Lack of a common communication standard has resulted in many issues in big data analytics. Presently, all the big data solution companies are using their in-house ad hoc communication methods to perform analytics. Unfortunately, this leads to limitations in integration and reusability of the solutions built. To overcome this, Microsoft introduced the XMLA (XML for Analysis), an industry standard for accessing data in analytical systems, namely OLAP (online analytical processing) systems. XMLA was well standardized and well designed for accessing data through Multi-Dimensional Expressions (MDX). Development of tailor-made query languages to access and analyze the stack of scattered data stores has caused the creation of different standards. This leads to the state where almost all big data services offering their proprietary query languages and APIs for data analysis.
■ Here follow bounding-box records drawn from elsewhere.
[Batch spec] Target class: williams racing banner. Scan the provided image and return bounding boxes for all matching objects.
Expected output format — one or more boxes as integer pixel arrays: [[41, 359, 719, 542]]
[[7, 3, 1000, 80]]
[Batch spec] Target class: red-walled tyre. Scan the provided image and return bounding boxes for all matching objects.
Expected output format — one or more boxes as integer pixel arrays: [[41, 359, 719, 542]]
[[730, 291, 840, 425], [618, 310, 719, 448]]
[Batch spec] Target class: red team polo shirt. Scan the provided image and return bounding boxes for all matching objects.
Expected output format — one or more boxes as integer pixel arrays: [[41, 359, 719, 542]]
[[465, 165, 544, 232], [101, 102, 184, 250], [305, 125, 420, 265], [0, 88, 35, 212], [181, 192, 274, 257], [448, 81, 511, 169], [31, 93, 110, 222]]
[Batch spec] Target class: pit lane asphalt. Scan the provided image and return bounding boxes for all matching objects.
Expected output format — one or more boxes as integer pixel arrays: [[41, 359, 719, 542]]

This research is to propose a methodology for addressing the ad-hoc integration of these big data analytics endpoints through a JSON based specification by reusing XMLA structures. The research components are publishing a communication model using JSON specification and proposing to adopt the standards to existing stores. This solution will enable frontend tools to be fully independent of the backend storage model. Also, this will allow existing JSON standardized frontend tools to easily integrate with big data analytics through eliminating the necessity of a specific frontend tool aiming a data store.